The gym incident is hardly isolated. Women’s sports have been ravaged by biological males. Prisons that house inmates by gender identity put women in danger from violent rapists. Schools are teaching children extremely complex ideas about sex and biology, instead of preparing them for the real world.
And the loudest voices like Reid’s ignore the consequences until they face the reality they dismissed. In that sense, Reid’s comment feels like a thud, not a breakthrough.
Joy Reid spent years weaponizing language, dismissing biology, and redefining the limits of acceptable speech. This is just one of many troubling political commentaries. Remember during COVID when she, despite being fully vaccinated, virtue-signalled by jogging outdoors while wearing two masks? That moment became a symbol of her politics: theatrical panic disguised as moral superiority.

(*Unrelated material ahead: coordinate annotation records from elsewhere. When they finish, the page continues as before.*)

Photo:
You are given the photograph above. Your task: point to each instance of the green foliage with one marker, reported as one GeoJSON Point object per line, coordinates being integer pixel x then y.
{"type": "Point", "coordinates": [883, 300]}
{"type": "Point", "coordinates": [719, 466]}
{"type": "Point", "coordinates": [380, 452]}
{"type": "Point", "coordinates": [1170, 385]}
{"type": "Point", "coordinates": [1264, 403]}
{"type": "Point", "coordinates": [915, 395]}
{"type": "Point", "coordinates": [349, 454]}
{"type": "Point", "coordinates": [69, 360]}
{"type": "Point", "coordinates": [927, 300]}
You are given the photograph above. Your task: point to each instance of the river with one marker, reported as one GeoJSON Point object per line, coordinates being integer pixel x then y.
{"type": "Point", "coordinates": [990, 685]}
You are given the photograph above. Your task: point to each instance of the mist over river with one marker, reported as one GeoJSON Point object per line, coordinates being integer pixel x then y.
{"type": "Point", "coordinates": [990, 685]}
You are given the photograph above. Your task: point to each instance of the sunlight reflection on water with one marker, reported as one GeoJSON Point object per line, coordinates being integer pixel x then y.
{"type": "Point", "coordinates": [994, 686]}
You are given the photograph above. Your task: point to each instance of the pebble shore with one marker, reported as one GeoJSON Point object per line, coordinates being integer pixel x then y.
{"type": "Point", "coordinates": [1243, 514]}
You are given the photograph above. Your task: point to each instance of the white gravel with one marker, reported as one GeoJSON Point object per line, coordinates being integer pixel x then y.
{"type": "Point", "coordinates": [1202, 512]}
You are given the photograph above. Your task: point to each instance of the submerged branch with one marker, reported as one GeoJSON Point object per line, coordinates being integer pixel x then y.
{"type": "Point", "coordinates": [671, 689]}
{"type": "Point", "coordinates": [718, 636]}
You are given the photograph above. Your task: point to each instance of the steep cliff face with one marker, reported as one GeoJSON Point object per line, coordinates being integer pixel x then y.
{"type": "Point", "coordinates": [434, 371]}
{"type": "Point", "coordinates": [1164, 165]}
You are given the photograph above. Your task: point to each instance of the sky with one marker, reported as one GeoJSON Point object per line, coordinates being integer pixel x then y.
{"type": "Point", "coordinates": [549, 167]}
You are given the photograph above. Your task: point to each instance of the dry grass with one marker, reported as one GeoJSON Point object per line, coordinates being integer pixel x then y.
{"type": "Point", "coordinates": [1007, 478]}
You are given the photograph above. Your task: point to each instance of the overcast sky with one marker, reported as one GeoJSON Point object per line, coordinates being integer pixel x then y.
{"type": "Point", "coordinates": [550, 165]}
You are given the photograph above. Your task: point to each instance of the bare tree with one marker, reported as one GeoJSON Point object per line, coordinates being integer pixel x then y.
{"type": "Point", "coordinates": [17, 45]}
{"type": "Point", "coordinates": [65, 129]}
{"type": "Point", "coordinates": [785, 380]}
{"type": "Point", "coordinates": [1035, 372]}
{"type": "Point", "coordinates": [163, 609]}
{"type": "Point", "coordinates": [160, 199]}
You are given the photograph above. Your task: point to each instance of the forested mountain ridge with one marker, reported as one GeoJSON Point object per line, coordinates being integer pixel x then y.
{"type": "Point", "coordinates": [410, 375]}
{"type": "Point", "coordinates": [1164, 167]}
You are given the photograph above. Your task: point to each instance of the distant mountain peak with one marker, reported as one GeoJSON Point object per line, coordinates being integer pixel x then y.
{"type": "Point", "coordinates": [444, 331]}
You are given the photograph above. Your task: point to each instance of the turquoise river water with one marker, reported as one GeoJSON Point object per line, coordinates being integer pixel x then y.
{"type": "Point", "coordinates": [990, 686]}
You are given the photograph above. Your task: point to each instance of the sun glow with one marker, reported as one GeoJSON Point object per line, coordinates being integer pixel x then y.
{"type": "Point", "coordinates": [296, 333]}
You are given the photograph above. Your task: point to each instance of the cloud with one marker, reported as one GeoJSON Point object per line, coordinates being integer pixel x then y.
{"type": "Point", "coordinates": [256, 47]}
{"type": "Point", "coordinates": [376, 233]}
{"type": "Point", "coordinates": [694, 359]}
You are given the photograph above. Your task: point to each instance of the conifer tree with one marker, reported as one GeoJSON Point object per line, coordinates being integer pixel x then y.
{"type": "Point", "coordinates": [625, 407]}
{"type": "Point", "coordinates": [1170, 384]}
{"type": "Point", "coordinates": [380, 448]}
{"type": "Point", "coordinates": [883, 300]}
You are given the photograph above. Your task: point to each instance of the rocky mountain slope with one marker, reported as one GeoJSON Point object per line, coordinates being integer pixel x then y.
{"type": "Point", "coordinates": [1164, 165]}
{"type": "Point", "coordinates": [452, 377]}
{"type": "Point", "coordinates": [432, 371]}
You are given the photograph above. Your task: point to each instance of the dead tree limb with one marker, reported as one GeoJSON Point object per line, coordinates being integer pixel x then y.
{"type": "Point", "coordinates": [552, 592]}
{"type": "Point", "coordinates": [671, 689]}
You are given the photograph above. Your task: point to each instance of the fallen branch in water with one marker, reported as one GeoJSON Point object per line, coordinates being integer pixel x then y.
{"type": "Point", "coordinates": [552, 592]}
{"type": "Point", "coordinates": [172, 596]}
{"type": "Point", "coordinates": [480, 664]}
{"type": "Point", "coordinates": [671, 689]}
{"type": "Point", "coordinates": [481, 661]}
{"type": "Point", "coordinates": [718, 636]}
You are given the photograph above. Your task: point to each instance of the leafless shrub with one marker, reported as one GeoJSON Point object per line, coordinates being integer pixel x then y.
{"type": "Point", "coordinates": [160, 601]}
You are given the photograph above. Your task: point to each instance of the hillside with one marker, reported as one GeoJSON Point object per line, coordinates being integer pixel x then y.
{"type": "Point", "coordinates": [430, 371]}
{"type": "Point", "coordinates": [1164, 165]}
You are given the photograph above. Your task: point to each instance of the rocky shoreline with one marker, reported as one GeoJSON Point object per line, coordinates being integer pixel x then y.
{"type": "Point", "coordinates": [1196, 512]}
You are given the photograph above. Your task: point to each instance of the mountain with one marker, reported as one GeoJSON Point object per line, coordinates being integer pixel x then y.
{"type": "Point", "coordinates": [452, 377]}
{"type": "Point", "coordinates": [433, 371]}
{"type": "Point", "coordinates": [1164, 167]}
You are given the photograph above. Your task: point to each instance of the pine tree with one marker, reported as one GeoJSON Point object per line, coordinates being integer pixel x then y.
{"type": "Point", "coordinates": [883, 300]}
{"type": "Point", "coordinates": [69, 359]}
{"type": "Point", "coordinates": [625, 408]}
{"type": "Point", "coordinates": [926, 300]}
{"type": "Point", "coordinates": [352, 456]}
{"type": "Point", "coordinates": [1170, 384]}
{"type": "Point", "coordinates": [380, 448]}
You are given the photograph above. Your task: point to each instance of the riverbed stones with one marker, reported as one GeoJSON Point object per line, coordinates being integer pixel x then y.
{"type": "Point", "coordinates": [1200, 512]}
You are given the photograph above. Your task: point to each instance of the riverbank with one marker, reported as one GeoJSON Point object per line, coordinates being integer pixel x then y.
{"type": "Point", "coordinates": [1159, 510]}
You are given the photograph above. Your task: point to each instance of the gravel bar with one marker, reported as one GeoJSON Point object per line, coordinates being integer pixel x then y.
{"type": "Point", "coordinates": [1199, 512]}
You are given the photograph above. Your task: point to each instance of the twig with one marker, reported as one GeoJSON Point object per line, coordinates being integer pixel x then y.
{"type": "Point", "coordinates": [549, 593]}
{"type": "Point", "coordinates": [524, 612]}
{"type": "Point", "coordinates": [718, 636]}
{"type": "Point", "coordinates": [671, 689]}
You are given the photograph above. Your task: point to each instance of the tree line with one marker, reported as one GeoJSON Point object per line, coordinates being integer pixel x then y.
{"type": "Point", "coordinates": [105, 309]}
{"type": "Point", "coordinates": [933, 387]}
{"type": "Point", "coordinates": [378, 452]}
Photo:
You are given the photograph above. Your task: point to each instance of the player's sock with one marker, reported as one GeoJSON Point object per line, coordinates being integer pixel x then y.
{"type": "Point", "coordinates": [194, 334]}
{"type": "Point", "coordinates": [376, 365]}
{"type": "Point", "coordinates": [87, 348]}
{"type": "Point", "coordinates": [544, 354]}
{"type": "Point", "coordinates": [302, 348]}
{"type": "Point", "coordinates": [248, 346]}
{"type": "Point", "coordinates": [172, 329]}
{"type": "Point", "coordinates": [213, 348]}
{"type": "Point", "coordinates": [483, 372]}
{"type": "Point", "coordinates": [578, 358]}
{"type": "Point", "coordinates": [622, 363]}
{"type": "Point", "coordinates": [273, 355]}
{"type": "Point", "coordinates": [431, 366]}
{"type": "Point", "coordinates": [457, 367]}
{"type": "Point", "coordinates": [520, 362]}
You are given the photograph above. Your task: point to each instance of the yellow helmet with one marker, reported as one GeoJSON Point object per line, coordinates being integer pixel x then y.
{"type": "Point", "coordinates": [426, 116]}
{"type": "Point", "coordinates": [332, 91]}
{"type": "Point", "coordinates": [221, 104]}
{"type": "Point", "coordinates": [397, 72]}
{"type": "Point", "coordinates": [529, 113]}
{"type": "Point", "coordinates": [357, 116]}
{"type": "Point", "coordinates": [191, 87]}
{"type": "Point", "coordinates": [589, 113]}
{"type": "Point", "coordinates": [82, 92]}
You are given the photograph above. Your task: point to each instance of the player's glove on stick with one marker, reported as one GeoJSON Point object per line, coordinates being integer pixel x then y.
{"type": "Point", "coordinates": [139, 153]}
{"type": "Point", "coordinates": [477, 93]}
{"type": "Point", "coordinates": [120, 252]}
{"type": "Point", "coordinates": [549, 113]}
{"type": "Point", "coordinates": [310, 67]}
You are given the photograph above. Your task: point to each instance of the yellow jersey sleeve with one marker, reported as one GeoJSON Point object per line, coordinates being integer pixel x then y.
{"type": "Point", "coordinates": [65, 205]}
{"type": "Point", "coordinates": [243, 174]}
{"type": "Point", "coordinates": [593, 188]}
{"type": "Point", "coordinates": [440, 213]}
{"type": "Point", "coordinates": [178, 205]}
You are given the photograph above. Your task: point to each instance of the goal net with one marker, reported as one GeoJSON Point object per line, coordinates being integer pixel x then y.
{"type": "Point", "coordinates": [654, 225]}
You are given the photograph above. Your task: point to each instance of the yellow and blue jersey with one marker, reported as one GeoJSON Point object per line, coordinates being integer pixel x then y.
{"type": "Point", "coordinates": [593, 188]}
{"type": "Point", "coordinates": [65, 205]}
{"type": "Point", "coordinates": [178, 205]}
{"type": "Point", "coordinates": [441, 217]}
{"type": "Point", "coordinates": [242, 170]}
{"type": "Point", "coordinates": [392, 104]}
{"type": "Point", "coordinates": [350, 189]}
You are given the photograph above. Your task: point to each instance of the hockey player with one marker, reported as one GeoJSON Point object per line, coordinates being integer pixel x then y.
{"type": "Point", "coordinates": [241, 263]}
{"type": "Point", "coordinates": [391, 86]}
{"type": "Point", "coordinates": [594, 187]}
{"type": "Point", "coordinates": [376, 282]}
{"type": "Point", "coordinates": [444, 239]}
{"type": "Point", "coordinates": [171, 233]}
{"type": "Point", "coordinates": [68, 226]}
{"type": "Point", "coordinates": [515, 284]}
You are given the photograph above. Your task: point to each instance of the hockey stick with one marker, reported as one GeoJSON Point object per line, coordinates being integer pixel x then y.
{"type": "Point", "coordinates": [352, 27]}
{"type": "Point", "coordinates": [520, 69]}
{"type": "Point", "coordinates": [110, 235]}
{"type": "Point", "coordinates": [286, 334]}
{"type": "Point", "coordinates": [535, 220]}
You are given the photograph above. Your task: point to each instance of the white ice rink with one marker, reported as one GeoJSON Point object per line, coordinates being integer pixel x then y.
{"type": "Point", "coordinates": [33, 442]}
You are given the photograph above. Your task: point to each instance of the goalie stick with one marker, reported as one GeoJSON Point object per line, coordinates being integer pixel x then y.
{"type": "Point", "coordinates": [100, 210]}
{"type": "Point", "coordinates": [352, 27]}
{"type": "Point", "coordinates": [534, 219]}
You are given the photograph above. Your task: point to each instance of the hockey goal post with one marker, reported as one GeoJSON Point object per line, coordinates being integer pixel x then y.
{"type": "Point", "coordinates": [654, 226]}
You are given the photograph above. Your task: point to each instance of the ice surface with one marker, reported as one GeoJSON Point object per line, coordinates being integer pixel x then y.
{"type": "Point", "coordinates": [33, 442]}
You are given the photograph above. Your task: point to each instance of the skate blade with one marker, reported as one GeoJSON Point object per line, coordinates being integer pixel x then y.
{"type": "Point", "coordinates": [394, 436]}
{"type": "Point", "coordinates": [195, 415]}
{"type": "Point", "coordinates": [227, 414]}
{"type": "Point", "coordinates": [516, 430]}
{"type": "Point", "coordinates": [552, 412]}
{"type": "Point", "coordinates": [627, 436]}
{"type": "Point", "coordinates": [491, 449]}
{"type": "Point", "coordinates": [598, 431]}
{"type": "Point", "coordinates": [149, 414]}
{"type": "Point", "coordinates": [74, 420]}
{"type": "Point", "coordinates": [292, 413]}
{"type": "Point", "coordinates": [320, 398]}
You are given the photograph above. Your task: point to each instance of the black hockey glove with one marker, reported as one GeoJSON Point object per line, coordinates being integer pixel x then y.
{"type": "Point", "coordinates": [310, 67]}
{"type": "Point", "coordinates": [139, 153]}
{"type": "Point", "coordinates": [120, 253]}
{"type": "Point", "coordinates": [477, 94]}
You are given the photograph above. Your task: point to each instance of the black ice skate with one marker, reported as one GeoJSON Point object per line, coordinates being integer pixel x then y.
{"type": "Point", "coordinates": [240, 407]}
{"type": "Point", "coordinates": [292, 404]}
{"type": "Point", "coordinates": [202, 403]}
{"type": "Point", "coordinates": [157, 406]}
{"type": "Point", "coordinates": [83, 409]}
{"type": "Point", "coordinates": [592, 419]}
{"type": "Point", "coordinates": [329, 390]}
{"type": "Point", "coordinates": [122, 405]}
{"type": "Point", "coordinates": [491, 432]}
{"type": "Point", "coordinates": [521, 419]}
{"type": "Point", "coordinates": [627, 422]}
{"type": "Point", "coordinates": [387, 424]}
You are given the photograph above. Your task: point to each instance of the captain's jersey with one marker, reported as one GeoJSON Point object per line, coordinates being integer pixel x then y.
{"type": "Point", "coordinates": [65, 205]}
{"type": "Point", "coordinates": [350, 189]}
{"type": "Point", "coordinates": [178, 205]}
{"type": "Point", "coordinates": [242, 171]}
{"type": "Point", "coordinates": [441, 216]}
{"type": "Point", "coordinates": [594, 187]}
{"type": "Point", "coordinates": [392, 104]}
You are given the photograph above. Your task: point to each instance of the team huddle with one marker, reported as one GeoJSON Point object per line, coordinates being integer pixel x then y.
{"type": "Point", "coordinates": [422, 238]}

Suddenly, the simple act of undressing in a locker room reminded her of the very fears she mocked. She claims she’d freak out. Fair enough. But why, when other women say the same thing, does she dismiss them as haters and extremists?
She isn’t apologizing for the broader ideological harm caused by erasing sex categories. She isn’t advocating for women’s rights to safe, private spaces. She is simply adjusting her rhetoric to address immediate discomfort.
And that’s the difference. Real reform is rooted in principles; this is motivated by self-interest. Maybe she senses the winds of transgenderism are shifting and she is opportunistically positioning herself upwind from the fallout.
If she genuinely believes what she now states, then her next step should be to support women’s spaces, stand up for female athletes, protect minors, and oppose the chemical or surgical castration of children. But I’m not holding my breath.